What Is A Life Worth?

The Tennessee General Assembly has now placed arbitrary caps on damages in personal injury and wrongful death cases.  And the House of Representatives just passed HR 5, which placed a caps on damages in medical malpractice cases.

But how does the federal government value life when weighing regulatory burden?  The New York Times provides us these figures:

  • EPA – $9.1 million
  • FDA – $7.9 million
  • DOT – $6.0 million

The government looks to research from W. Kip Viscusi, a professor at Vanderbilt, for its numbers.  His paper on the subject, The Value of a Statistical Life: A Critical Review of Market Estimates Throughout the World, is fascinating.  He currently pegs the value of human life at $8.7 million.

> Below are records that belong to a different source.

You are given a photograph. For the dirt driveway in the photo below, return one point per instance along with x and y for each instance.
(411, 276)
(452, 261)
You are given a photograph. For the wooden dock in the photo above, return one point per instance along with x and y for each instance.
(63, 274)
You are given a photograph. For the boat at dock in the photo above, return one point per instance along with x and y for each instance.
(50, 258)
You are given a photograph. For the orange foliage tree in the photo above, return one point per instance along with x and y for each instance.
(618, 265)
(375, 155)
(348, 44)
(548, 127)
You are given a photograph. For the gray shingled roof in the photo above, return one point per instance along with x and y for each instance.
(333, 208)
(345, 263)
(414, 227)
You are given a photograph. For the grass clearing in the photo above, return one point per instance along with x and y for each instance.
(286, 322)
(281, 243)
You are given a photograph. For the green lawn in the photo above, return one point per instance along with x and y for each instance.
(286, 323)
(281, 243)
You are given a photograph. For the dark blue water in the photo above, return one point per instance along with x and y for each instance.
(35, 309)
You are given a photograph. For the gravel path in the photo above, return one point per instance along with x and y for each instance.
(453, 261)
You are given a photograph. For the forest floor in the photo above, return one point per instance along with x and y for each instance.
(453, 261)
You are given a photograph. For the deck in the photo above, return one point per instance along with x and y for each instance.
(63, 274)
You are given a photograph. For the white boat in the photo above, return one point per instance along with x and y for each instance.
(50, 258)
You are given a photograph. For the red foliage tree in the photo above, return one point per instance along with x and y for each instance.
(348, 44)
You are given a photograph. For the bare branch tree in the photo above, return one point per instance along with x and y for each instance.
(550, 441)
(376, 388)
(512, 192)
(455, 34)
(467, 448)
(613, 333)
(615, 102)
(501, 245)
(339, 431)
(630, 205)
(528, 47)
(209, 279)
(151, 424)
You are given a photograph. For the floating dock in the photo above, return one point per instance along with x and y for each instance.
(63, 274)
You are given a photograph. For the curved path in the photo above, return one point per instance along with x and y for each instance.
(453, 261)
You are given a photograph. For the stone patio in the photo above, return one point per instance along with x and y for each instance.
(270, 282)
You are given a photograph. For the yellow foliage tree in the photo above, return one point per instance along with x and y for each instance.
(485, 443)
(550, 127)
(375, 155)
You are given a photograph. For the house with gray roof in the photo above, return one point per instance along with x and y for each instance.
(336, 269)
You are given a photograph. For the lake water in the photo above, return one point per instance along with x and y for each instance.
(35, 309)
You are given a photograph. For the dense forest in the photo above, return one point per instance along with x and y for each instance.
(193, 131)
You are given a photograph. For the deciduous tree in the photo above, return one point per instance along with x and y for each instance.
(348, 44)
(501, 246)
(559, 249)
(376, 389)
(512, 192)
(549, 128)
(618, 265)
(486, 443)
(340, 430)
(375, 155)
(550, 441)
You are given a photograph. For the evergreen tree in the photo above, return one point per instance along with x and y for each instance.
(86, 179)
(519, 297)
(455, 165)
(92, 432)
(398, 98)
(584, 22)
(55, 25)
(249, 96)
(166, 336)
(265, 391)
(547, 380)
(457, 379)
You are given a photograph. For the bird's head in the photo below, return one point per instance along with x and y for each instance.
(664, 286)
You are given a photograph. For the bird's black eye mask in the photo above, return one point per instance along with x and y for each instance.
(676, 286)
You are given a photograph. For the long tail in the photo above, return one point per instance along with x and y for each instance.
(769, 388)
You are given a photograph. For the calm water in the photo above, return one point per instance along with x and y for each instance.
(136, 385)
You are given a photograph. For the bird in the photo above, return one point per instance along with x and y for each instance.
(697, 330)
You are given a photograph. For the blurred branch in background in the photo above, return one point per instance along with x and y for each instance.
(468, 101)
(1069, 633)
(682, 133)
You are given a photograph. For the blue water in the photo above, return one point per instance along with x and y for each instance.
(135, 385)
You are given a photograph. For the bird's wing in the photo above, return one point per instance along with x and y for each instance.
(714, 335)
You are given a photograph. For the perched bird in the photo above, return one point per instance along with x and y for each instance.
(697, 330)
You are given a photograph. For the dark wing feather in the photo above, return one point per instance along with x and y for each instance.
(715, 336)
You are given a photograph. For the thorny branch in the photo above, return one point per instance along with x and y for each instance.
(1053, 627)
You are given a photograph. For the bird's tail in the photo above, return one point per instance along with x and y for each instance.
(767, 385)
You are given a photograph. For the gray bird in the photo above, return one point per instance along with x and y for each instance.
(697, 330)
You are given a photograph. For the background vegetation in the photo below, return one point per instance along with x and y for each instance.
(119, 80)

His model is explained here:

The idea he and others have since developed in a long string of studies is that differences in wages show the value that workers place on avoiding the risk of death. Say that companies must pay lumberjacks an additional $1,000 a year to perform work that generally kills one in 1,000 workers. It follows that most Americans would forgo $1,000 a year to avoid that risk — and that 1,000 Americans will collectively forgo $1 million to avoid the same risk entirely. That number is said to be the “statistical value of life.”

There is no “value of life” analysis of any type conduct by the tort reformers.  Rather, their only goal is an arbitrary and low cap that will permit wrongdoers and their insurance companies to calculate the risk of misconduct in advance.